I was clearly over-optimistic in believing that this thread was dying...

I think Marcus has finally overwhelmed me with sheer mass of argument: I
can't possibly hope to sort out all the faults of fact or logic (I do
worry about the state of his computer programs: perhaps I should offer
to debug those as well?).  Rather than answer everything I shall just
address a few salient points:

1. Marcus' reference to the Stationer's Register seems to suggest some
horrible misunderstanding of the publishing process of the period in
general, and of the role of the Stationer's Register in particular.  I
can only refer him to: Peter W.M. Blayney, "The Publication of
Playbooks" in J.D. Cox & D.S. Kastan (Eds) A New History of Early
English Drama (Columbia UP, 1997).  Blayney explains it all so much
better than I can ever hope to!  (Blayney also says that "no aspect of
the Pollard mythology has generated as many inane conspiracy theories or
as much free-range guesswork as the question of entrances and
registers.")

2. If Marcus really believes that "the text which Pavier prints as The
Whole Contention contains some text (or seems to) from Folio 2 & 3 HVI
and not solely from the Quarto texts" perhaps he would be kind enough to
identify the relevant passages for us.  (Hint: don't believe everything
you read on title pages!)

3. Pembroke's Men are believed to be an "offshoot" of Strange's Men.
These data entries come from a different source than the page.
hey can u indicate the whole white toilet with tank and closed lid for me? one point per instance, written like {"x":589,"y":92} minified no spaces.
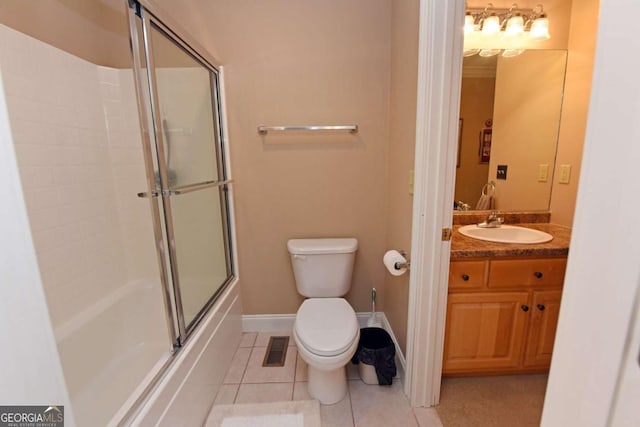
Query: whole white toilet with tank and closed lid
{"x":326,"y":330}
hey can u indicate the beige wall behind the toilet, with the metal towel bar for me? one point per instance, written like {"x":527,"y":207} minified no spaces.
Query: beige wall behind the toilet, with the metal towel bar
{"x":302,"y":62}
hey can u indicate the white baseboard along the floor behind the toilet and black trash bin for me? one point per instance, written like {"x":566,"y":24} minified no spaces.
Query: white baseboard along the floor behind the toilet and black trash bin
{"x":284,"y":322}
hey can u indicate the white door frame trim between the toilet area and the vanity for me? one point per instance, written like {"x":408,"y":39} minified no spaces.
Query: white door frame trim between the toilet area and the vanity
{"x":438,"y":106}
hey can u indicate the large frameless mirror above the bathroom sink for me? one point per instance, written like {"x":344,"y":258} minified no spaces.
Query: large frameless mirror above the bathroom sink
{"x":509,"y":122}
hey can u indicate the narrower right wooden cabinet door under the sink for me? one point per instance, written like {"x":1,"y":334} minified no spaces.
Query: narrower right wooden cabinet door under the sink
{"x":542,"y":329}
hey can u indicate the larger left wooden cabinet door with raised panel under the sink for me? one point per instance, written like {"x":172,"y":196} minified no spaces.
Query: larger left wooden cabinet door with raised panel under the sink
{"x":485,"y":331}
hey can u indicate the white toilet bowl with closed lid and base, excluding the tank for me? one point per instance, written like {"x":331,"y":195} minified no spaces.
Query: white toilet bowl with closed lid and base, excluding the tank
{"x":326,"y":333}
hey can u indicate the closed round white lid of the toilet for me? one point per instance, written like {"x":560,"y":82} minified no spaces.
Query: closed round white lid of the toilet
{"x":326,"y":326}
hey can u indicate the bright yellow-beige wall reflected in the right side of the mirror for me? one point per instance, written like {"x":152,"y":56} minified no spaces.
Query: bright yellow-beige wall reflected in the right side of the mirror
{"x":527,"y":106}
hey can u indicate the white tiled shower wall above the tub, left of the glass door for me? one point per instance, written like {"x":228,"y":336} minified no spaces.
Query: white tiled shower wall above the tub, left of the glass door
{"x":77,"y":138}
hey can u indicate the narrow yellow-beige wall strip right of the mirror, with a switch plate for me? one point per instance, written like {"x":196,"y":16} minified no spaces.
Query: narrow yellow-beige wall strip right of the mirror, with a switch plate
{"x":582,"y":41}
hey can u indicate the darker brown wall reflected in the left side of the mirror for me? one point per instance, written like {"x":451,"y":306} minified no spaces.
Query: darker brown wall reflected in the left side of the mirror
{"x":476,"y":106}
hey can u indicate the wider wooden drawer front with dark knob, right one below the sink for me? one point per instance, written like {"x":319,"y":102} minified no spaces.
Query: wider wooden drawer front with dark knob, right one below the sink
{"x":527,"y":273}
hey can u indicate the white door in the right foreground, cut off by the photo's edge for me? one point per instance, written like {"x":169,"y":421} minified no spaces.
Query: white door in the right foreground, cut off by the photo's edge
{"x":603,"y":269}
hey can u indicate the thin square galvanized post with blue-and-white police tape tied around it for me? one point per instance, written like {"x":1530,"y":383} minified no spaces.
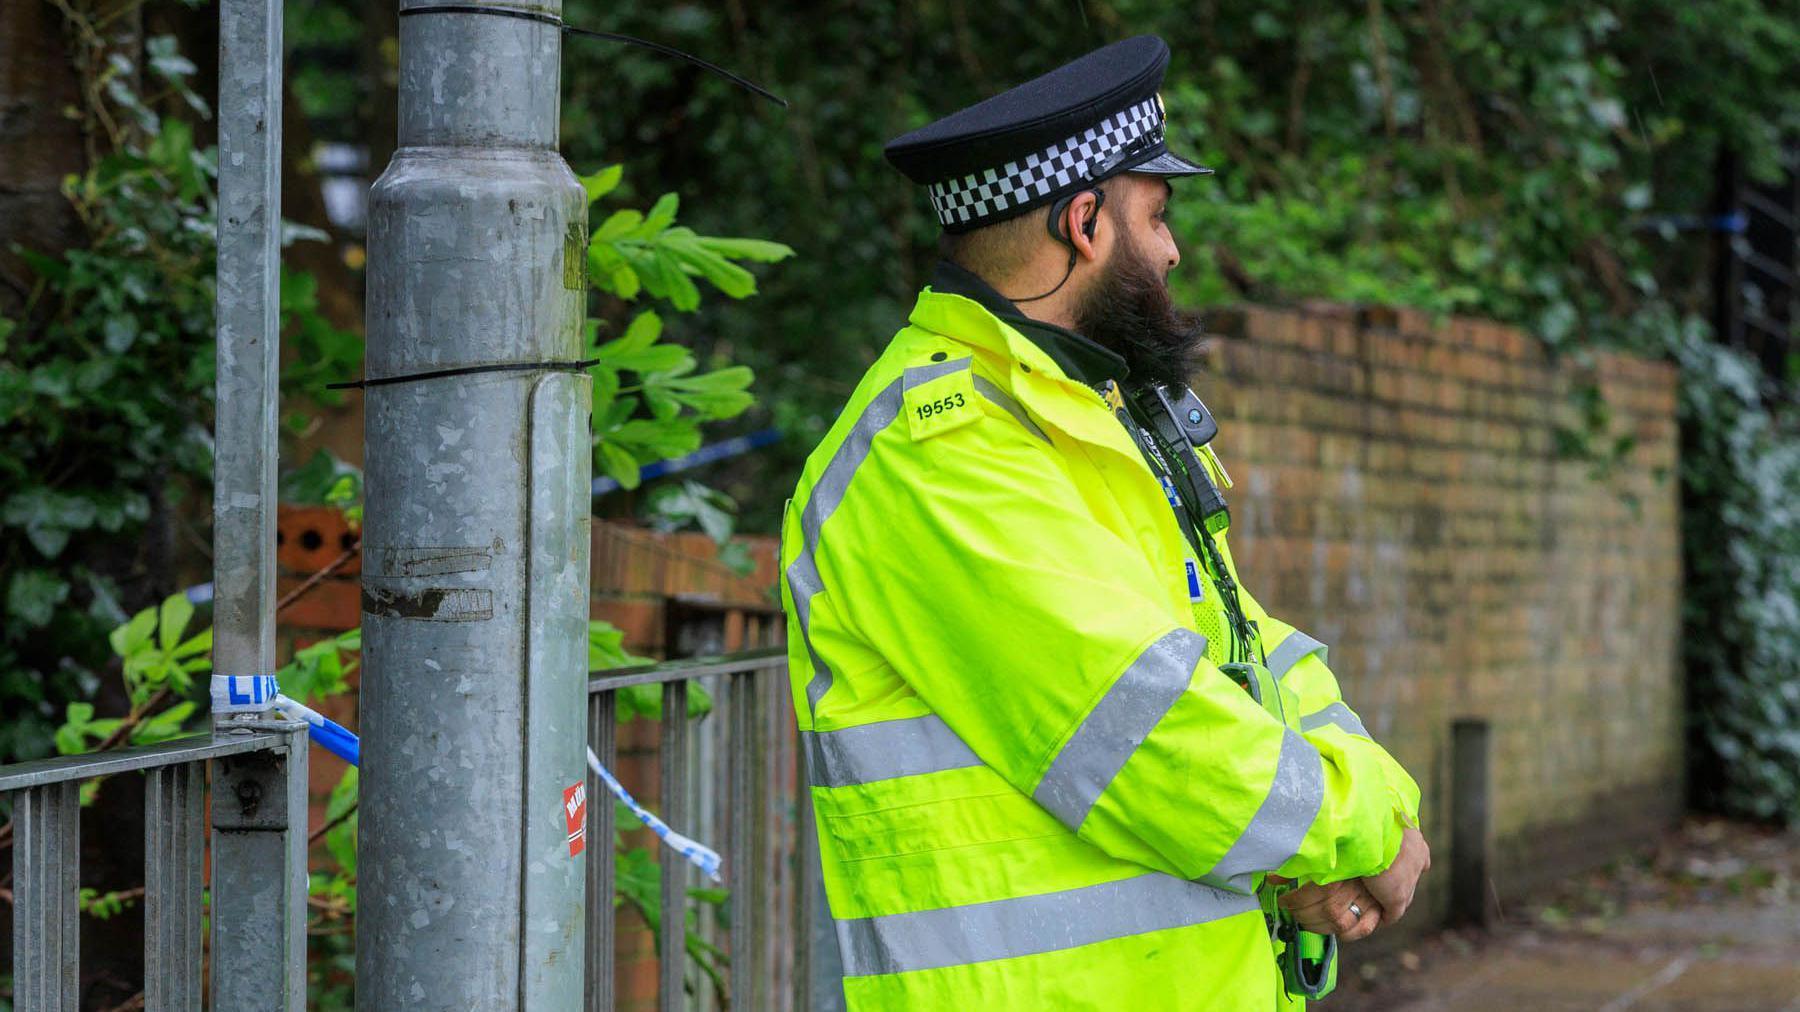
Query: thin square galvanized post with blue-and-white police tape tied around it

4. If Marcus really thinks that both 1 Contention and 2H6 "contain
references to the wearing of roses", perhaps he would be kind enough to
point out a few of those references.

5. My argument is that the wearing of roses is introduced in 1H6 in 1592
(i.e. after 2H6 & 3H6, but before 1 Contention & True Tragedy).  After
all, 'harey the vj' was performed at the Rose!

6. If Marcus' own analysis show that both 1H6 and R3 are closer to
Greene and Peele than are 2H6 and 3H6, why does he not consider that 1H6
and R3 could be close together in time?

7. I don't actually think that R3 was written before 1H6 - I just said
that it might have been.  The reasoning is that R3 appears to run on
directly after 3H6 (leaving no gap for 1H6).  On the other hand, if the
Richard soliloquies in 3H6 were written later (i.e. at the same time as
R3), then there could have been a gap between 3H6 and R3, during which
time Shakespeare could have collaborated on 1H6.  (Of course, this
assumes that R3 was written by Shakespeare and not by Green and
Peele...)

John Briggs

PS I have found another reference to a feather: Cade in 2H6.